Kendi içerisinde 4 selamı barındıran son bölümde ise semazenler kısa aralıklarla semaya kalkıyor. Bu semaya kalkışların ilki; "Allah'ın yüceliği" kavranarak kulluğun acziyetinin daha iyi anlaşılması, ikincisi; Allah'ın yarattıklarının muhasebesinin yapılıp onun büyüklüğünün idrak edilmesi, üçüncüsü de aşk ateşiyle benliğini yakıp bütün uzuvlarında Allah'ın hissedilmesi anlamını taşıyor. Semazenlerin bedeni ile dönerken kalbi ve dili ile de Allah'ı zikrettiği (Zikr-i Celal) sırada, semazenbaşının semazenlerin aralarında gezinmesi de mesafenin korunması konusunda onlara yardımcı olması anlamına geliyor.
Daha sonra şeyhin kırmızı postun ucunda ayakta durarak dualar okumasıyla semanın dördüncü selamı sona eriyor. Tören, semazenlerin yerlerine oturmasının ardından Kur'an-ı Kerim'den bir ayet okunması ve postnişinin duasıyla son buluyor.
- "Allah'ın sırrına aracısız ulaşmak"
Semazenlerin hareketleri hakkında AA muhabirine bilgi veren Selçuk Üniversitesi (SÜ) Mevlana Araştırmaları Enstitüsü Müdürü Doç. Dr. Nuri Şimşekler, kendisi için özel bestelenmiş musikisi ve içerdiği manasıyla semanın görselliği dışında apayrı bir anlamının olduğunu söyledi.
Mevlana'nın semayı; "Fanilik içinde beka zevkini tatmak, Allah'ın sırrına aracısız ulaşmak, Allah ile buluşmak ve aşkı kucaklayıp bağrına basmak" gibi cümlelerle açıklamaya çalıştığını belirten Şimşekler, bunun aynı zamanda Mevlana'nın ilahi aşkla yanan gönlünün sema şeklinde bir yansıması olduğunu ifade etti.
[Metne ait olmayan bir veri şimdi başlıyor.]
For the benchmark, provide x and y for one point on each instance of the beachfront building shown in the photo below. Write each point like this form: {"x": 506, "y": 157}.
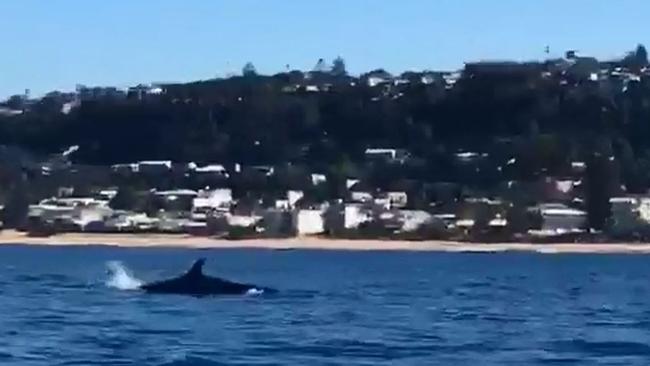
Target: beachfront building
{"x": 629, "y": 214}
{"x": 558, "y": 219}
{"x": 308, "y": 222}
{"x": 208, "y": 201}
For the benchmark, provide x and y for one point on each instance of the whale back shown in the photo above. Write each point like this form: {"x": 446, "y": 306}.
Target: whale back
{"x": 196, "y": 270}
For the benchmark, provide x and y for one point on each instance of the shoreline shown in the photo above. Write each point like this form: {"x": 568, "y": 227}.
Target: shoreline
{"x": 8, "y": 237}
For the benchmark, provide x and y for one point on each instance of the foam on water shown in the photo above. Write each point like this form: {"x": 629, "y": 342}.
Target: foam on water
{"x": 121, "y": 277}
{"x": 254, "y": 292}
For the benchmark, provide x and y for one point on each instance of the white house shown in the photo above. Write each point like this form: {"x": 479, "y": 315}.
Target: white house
{"x": 293, "y": 197}
{"x": 629, "y": 213}
{"x": 414, "y": 219}
{"x": 206, "y": 201}
{"x": 355, "y": 215}
{"x": 397, "y": 199}
{"x": 308, "y": 222}
{"x": 559, "y": 219}
{"x": 154, "y": 166}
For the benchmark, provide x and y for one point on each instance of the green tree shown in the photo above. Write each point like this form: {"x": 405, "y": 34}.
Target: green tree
{"x": 249, "y": 69}
{"x": 338, "y": 67}
{"x": 601, "y": 178}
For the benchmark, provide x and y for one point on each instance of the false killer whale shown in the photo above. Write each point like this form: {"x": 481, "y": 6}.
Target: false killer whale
{"x": 195, "y": 283}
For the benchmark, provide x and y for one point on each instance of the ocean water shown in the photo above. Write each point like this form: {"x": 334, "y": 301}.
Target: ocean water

- Güneş sistemi ve atoma benzetiliyor
Şimşekler, semanın yapıldığı yer ve semazenlerin hareketlerinin ayrı anlamlar taşıdığına dikkati çekerek, şöyle devam etti:
"Bazı bilim adamları sema yapılan yeri yuvarlak olmasından dolayı dünyaya, postnişini güneşe, semazenbaşını aya ve semazenleri de gezegenlere benzeterek semanın güneş sisteminin bir anlatımı olduğunu vurgularken, bazı bilim adamları da bu konsepti atoma benzetir. Semazenler dönerken kalbi ve dili ile de Allah'ı zikreder. Semazenbaşı ise aralarında gezinerek birbirlerine olan mesafenin korunması konusunda onlara yardımcı olur. Sema başlamadan semazenin kollarının iki omzuna değecek şekilde çapraz durmasının, Arap harfleriyle yazılımda 'Allah' kelimesinin 'elif'ini; semaya başladıktan sonra kollarını iki yana açarak sağdan sola, yani 'gönle' doğru dönmesi, kainatı bütün kalbiyle kucaklaması anlamına gelir. Semazenin yukarıya dönük olan sağ avucu ile haktan aldığını, avucu yere dönük olan sol eli ile halka dağıtması anlamlarını barındırır. Ayrıca sema edilirken ellerin iki yana açılması yine Arapça'da 'la' yani yoktur; 'La İlahe İllallah'ın (Allah’tan başka ilah yoktur) ifadesidir."